Open olidess opened 8 years ago
Hi Oli,
Both syntax A and B should give the same answer for the betas (e.g. if you run "reghdfe y x, a(..)", then the estimate for x should be unchanged). However, there is no guarantee that the individual intercepts and slopes (the alphas) will be the same between syntaxes. The reason for this is that often there can't actually be recovered, as the parameters are not identified.
The working assumption that reghdfe does for the intercepts is that it returns a variable hdfe1 with mean zero. There is some discussion here: http://scorreia.com/software/reghdfe/faq.html#where-is-the-constant.
For a simple example of why we do this ,think of a regression like "regress y x, a(fe1 fe2)". In this case, the two sets of fixed effects are collinear. The usual solution is to drop some of the dummies, but we can't do that because we are demeaning. The areg solution is to add back the constant, but since I can have more than one set of FEs, then the question would be which of the two FEs receives the constant.
All in all, I am including the option to save the FEs because many people seem to use it, but there are a lot of nuances in how to use and interpret them (although your case is quite straightforward).
Perhaps I should allow an option to give the same alphas as regress in a case like yours?
Hi Sergio,
Thank you for your answer (And thank you for the reghdfe command as well ☺, it is great … I love it !!).
I see the problem. But I still find a bit confusing here that the two syntaxes yield exactly the same betas, the same individual slopes (individual slopes are really identical) but very different individual intercepts. Note also that the two syntaxes also lead to the same residuals when using the option residuals as an alternative to savefe. If the residuals, the betas, and the individual slops are the same, then by construction, I would expect the individual intercepts to be the same as well.
Let me elaborate more on this issue. Suppose you want to run an event study with many events and that expected stock returns are generated by the following model:
R = Alpha + Beta1 x Var1 + Beta2 x Var2 + Beta3 x Var3
The traditional approach to compute abnormal returns is to estimate the parameters alpha, beta1, beta2, beta3 by running separate regressions for every event. In stata, this can be done with the following command
Statsby _b, by(event) : reg R Var1 Var2 Var3
But if you have many events (more than 10000 as is the case for me), this takes forever!
With your command, we can directly estimate all parameters (Alpha, Beta1, Beta2, Beta3) for every event by running
reghdfe R , a( i.event##c.( Var1 Var2 Var3), savefe)
Beta1 for every event is recorded in _hdfe1_slop1 , Beta 2 is in _hdfe1_slop2, Beta 3 is in _hdfe1_slop3. I have compared the two approaches and the Betas are indeed the same. The only problem is that what is recorded in __hdfe1 (i.e. the individual intercepts for every event) are not the Alpha estimates using the traditional approach
Note that this is solved by using the alternative syntax
reghdfe R , a( i.event i.event ##c.Var1 i.event ##Var2 i.event ##Var3, savefe)

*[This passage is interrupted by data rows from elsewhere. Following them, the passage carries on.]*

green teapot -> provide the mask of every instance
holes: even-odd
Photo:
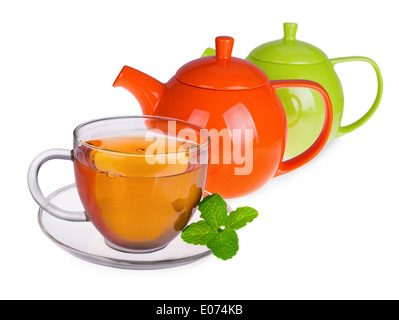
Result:
[[[333,126],[329,140],[359,128],[375,113],[381,101],[383,81],[378,65],[366,57],[328,59],[319,48],[296,39],[298,25],[284,24],[284,38],[264,43],[251,51],[246,60],[261,68],[270,80],[303,79],[322,85],[328,92],[333,107]],[[208,48],[203,56],[215,55]],[[344,95],[341,82],[334,71],[337,63],[363,61],[370,63],[377,75],[376,98],[367,113],[356,122],[341,126]],[[284,105],[288,123],[286,158],[295,157],[307,150],[317,139],[324,123],[322,97],[312,89],[284,88],[277,91]]]

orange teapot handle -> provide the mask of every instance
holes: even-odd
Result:
[[[282,161],[276,174],[274,175],[275,177],[278,177],[308,163],[310,160],[316,157],[317,154],[323,149],[330,137],[333,121],[333,109],[327,91],[317,82],[309,80],[273,80],[270,81],[270,86],[274,90],[286,89],[291,87],[314,89],[319,92],[320,95],[323,97],[325,108],[324,125],[317,140],[305,152],[292,159]]]

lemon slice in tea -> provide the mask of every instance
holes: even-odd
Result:
[[[110,178],[171,176],[184,173],[189,167],[187,143],[172,138],[156,144],[144,137],[106,138],[101,139],[100,148],[94,154],[94,165]]]

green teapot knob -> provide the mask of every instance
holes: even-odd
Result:
[[[291,23],[291,22],[284,23],[284,40],[295,41],[297,30],[298,30],[297,23]]]

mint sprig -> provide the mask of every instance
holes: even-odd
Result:
[[[198,210],[203,220],[187,226],[181,237],[190,244],[206,245],[222,260],[231,259],[238,252],[236,230],[245,227],[258,216],[258,212],[251,207],[237,208],[229,215],[226,202],[217,193],[205,197],[198,205]]]

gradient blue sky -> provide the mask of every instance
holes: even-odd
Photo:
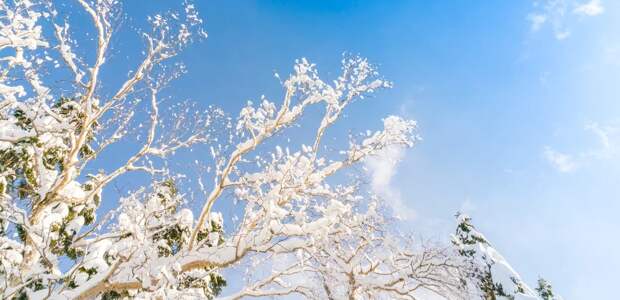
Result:
[[[591,15],[575,10],[586,0],[560,1],[564,13],[539,2],[197,1],[209,37],[182,55],[189,73],[167,93],[236,115],[261,94],[278,99],[273,73],[296,58],[333,78],[343,52],[368,57],[394,88],[342,126],[419,122],[424,140],[391,183],[415,211],[407,227],[445,238],[465,211],[531,285],[540,275],[565,299],[613,299],[620,1]],[[167,7],[148,3],[128,1],[128,23]],[[137,51],[133,39],[116,49]]]

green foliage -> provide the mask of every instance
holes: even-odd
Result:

In this case, the individual intercepts for every event recorded in __hdfe1 correspond to the Alpha estimates using the traditional approach.
The problem is that this alternative syntax is not as fast as the first one. The first one is much much faster (it takes 10 secondes).
One way to get the correct Alpha using the first syntax is to do
reghdfe R , a( i.event##c.( Var1 Var2 Var3), savefe) reghdfe R , a( i.event##c.( Var1 Var2 Var3)) residuals(resid)
The correct Alpha is obtained by doing : R-Resid- Beta1* Var1- Beta2* Var2- Beta3* Var3
I see the problem you have when there are multiple FEs, but is there a way to get the same individual intercepts estimates across all syntaxes when there is only one set of FE?
Thank you so much !
Olivier
PS: Again, your command is great. I really like it.
From: Sergio Correia [mailto:notifications@github.com] Sent: May-26-16 2:07 AM To: sergiocorreia/reghdfe reghdfe@noreply.github.com Cc: Olivier Dessaint Olivier.Dessaint@Rotman.Utoronto.Ca; Author author@noreply.github.com Subject: Re: [sergiocorreia/reghdfe] Bug? (#52)
Hi Oli,
Both syntax A and B should give the same answer for the betas (e.g. if you run "reghdfe y x, a(..)", then the estimate for x should be unchanged). However, there is no guarantee that the individual intercepts and slopes (the alphas) will be the same between syntaxes. The reason for this is that often there can't actually be recovered, as the parameters are not identified.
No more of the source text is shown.